Firble miró al muy honorable capataz con desconfianza. Sabía lo que iba a pedirle; sabía que tendría que volver a tratar con ese mañoso de Jarlaxle muy pronto.

–Hasta las propias piedras están intranquilas -continuó Belwar.

–Como si los drows se dispusieran a emprender una marcha muy pronto -intervino Firble con tono desabrido.

Cosim camman denoctusd -se mostró de acuerdo Belwar, pronunciando un antiguo dicho svirfnebli que significaba, más o menos, «la quietud de la tierra antes del terremoto» o, como decían los habitantes de la superficie, «la calma que precede a la tormenta».

–El rey Schnicktick querrá que me reúna con mi informador drow -razonó Firble, que no veía motivo para seguir ocultando sus deducciones más tiempo. Sabía que estaba sugiriendo lo que Belwar estaba a punto de proponerle.

Cosum camman denoctusd -repitió el capataz, esta vez con más determinación.

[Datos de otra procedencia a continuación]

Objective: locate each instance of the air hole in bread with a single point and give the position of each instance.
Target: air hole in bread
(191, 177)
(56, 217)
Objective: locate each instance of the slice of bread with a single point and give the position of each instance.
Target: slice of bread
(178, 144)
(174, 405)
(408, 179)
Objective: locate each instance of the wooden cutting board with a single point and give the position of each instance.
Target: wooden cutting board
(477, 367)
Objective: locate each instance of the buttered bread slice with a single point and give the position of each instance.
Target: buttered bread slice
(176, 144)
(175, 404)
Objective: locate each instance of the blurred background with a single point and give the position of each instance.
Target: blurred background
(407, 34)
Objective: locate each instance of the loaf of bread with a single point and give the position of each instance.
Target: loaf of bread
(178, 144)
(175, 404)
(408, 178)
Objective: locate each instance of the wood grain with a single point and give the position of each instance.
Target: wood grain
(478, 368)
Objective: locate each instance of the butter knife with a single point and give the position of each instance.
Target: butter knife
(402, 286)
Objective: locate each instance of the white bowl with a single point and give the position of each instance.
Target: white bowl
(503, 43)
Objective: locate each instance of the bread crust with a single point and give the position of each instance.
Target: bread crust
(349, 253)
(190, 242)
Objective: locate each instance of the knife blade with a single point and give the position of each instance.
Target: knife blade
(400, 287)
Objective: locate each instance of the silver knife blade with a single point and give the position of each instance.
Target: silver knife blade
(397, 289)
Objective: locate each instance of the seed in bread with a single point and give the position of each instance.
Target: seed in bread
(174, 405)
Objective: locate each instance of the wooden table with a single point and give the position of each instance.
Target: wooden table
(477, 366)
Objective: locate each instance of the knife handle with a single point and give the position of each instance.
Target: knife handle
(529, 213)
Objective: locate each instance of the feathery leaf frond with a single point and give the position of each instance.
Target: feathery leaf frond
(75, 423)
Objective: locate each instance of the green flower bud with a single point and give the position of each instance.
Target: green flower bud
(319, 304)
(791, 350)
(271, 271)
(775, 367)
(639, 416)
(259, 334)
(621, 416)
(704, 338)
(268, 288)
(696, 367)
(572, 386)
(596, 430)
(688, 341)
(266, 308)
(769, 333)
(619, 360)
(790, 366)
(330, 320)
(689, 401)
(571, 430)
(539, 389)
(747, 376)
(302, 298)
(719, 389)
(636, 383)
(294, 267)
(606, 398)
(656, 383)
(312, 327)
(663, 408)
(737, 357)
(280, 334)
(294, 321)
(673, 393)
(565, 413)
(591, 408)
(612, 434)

Belwar y Schnicktick, así como muchos otros en Blingdenstone, estaban convencidos de que un ejército drow se pondría en marcha dentro de poco. Aunque los túneles más directos hacia la superficie, al lugar que Drizzt Do'Urden llamaba su hogar, se encontraban al este de Blingdenstone, al otro lado de Menzoberranzan, los drows tendrían que dirigirse al principio hacia el oeste, y llegarían peligrosamente cerca de la ciudad svirfnebli. Tan inquietante era dicha posibilidad que el rey Schnicktick había enviado patrullas exploradoras hacia el este y el sur, muy lejos de Blingdenstone y Menzoberranzan, a unas distancias a las que los svirfneblis jamás habían llegado. Corrían rumores acerca de abandonar Blingdenstone para siempre si la amenaza de la marcha drow se confirmaba y si se podía encontrar una nueva ubicación. Ningún enano quería que ocurriera esto, y quizá los que menos lo deseaban eran Belwar y Firble. Los dos eran viejos, casi dos siglos de edad, y estaban vinculados en cuerpo y alma a esta ciudad llamada Blingdenstone.

Pero, entre todos los svirfneblis, ellos dos eran quienes entendían el alcance de una marcha drow; sabían que, si el ejército de Menzoberranzan llegaba a Blingdenstone, los enanos serían exterminados.

–Arreglaré un encuentro con mi contacto -dijo Firble mientras soltaba un suspiro de resignación-. No será mucho lo que me cuente, de eso estoy seguro. Nunca lo hace, ¡pero su precio siempre es alto!

Belwar no comentó nada; le importaba poco el coste de tal entrevista con el codicioso informante drow. El muy honorable capataz sabía que el precio de la ignorancia sería aún mayor. También se daba cuenta de que Firble era de la misma opinión, y que la aparente resignación del consejero era producto de la teatralidad de Firble. Belwar había llegado a conocerlo muy bien, y le gustaba el protestón enano.

En estos momentos difíciles, Belwar y todos los demás svirfneblis necesitaban desesperadamente de Firble y sus contactos.